A cyber-attack could be more expensive than you think
If your business has a website with electronic records, you’re also vulnerable to a cyber-attack. A cyber-attack could cost your business more than money. It could also threaten your intellectual property and put your customers’ information at risk, which could severely damage your reputation.
65% of Australian organisations have experienced some form of cybercrime in the past two years.
In fact, cybercrime is now the number one economic crime Australian companies’ face. According to a recent report prepared by PwC Australia, 65 per cent of organisations in this country have experienced some form of cybercrime in the past two years, with some companies surveyed reporting that cyber events had cost them in excess of $1 million.

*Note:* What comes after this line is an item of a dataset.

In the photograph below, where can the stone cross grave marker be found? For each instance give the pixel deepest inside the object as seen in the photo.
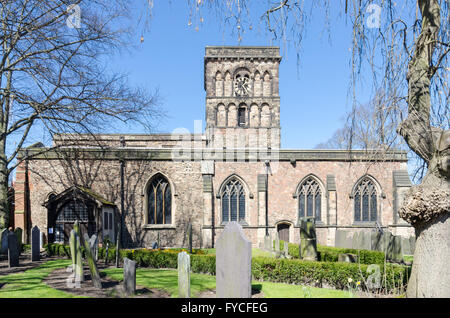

The PwC report also revealed that cybercrime has now moved from being a statistically insignificant economic crime, to the number one economic crime organisations face.
What you can do to protect your business
Help protect your business by taking the time to educate your staff about the latest scams targeting small businesses, as published by the Australian Competition & Consumer Commission (ACCC).
You should also have cyber protection insurance in place. This is a relatively new form of cover, designed to help protect your business from the financial impact of computer hacking or a data breach.
OneSure Insurance Services can advise you on the best level of cover for your business needs.
Small business owners are also advised to keep a watchful eye out for anything suspicious, and to do your research into offers you might receive, especially through your email.
In addition to cyber insurance, business owners still need to do other checks and balances like firewalls and similar IT security.
Make sure you report it
If you have fallen victim, you will need to make a few calls to the authorities.
Start by reporting it online, and also call the Scamwatch hotline on 1300 795 995.
You should contact the ATO if you think you have been contacted by a fraudster or fallen victim to a phone scam, on 1800 008 540.